A CNIS – Confederação Nacional das Instituições de Solidariedade representa cerca de 3.050 das 5.000 Instituições Particulares de Solidariedade Social existentes no nosso País, numa rede capilar que vai desde a freguesia mais urbana de Lisboa à aldeia mais recôndita do interior ou da raia.
Por Lino Maia *
Nas semanas mais recentes, os vários canais generalistas de televisão, no que parece ser uma competição entre si, vêm apresentando programas, ditos “de investigação”, e que têm como objeto as condições de funcionamento de respostas sociais, designadamente estruturas residenciais para pessoas idosas ou lares residenciais para pessoas com deficiência. O tom geral desses programas é de crítica e denúncia das situações apresentadas, normalmente associadas a práticas de maus-tratos ou de aproveitamento da situação de vulnerabilidade em que, com frequência, se encontram os utentes de tais respostas sociais. Frequentemente, num registo obsessivo e torrencial de “casos e casinhos”, tais programas apresentam uma versão errónea ou deturpada das situações neles descritas e induzem generalizações das situações apresentadas – como se tal fosse a regra.
Um exemplo: recentemente, um canal de televisão insurgia-se contra o facto de as diretoras de lares gerirem e movimentarem as contas bancárias dos utentes – associando essa circunstância a apropriação para a entidade gestora dos montantes nelas depositados.

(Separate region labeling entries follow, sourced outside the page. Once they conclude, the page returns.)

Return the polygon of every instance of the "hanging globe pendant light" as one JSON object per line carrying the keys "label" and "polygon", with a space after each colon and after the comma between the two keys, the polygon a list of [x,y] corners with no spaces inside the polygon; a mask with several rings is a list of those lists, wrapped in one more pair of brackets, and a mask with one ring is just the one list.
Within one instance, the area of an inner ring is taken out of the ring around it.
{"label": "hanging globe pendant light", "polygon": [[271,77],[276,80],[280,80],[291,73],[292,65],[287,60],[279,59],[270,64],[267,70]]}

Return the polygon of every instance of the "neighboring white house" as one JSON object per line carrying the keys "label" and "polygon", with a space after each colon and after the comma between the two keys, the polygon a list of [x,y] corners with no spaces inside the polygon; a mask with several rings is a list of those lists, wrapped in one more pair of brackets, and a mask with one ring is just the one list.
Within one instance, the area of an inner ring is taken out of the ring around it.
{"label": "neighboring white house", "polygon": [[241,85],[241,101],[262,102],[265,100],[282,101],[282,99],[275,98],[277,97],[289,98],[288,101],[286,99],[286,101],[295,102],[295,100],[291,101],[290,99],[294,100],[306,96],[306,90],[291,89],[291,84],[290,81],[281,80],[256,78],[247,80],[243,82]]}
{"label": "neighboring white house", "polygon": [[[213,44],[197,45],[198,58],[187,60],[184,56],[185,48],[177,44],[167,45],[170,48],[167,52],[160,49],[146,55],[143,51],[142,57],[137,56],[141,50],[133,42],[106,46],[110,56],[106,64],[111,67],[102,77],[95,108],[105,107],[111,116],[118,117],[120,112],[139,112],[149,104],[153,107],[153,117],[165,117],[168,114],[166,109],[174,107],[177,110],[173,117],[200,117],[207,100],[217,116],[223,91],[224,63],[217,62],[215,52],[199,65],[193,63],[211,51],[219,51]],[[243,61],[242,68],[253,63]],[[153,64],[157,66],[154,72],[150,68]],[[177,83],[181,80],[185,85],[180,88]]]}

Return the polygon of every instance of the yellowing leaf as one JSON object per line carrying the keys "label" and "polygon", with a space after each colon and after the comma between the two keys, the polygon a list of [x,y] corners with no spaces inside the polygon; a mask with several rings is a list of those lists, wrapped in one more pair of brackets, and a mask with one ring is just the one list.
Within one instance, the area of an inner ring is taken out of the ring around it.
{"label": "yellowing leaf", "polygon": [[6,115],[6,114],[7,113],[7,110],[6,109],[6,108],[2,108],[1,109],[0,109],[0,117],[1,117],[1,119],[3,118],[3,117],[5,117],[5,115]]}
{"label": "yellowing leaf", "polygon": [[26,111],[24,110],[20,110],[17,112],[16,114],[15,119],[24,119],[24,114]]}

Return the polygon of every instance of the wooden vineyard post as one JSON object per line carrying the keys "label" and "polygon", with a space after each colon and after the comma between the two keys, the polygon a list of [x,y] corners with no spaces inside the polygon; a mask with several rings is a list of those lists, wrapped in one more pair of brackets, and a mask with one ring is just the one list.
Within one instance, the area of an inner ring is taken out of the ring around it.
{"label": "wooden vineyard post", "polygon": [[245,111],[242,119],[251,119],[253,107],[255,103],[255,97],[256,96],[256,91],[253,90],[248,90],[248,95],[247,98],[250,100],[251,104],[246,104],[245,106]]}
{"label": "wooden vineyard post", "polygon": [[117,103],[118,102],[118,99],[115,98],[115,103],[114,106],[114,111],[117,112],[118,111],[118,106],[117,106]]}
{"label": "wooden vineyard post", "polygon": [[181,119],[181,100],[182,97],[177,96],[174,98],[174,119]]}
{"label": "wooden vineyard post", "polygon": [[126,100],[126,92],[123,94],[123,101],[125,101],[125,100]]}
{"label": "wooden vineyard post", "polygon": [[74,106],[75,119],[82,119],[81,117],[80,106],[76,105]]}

Não quer dizer que não possa haver movimentos irregulares. Mas o repórter não achou importante esclarecer que, em processos no âmbito do regime do maior acompanhado de residentes em lares, é frequente os tribunais nomear os diretores dos lares como acompanhantes, mesmo contra a vontade dos nomeados.
Nesses casos, que são numerosos – e que tenderão a ser predominantes, à medida que os Tribunais decretem o regime do maior acompanhado -, não só os diretores dos lares podem movimentar as contas bancárias dos utentes, como só eles, em caso de dependência do titular, o poderão fazer. Mas esse esclarecimento, se fosse apresentado, afastava o pendor justicialista que caracteriza tais programas.
Ora, como sabem os profissionais da comunicação social, uma meia-verdade é uma mentira. E como é sabido e explorado o negativo é que é notícia e tem audiência.
Outro exemplo: como refere o Expresso de 17 de março, existem em Portugal cerca de 1.600 lates de idosos pertencentes ao Sector Social Solidário, que a CNIS, a União das Misericórdias, a União das Mutualidades e a CONFECOOP representam.
Não se sabe quantos lares clandestinos existem, sem autorização de funcionamento pela Segurança Social. Mas devem ser outros tantos – sem licença, sem fiscalização.
Alguns desses lares são clandestinos mas não são desconhecidos e alguns também são clandestinos por dificuldades de legalização e porque há falta de resposta de lar.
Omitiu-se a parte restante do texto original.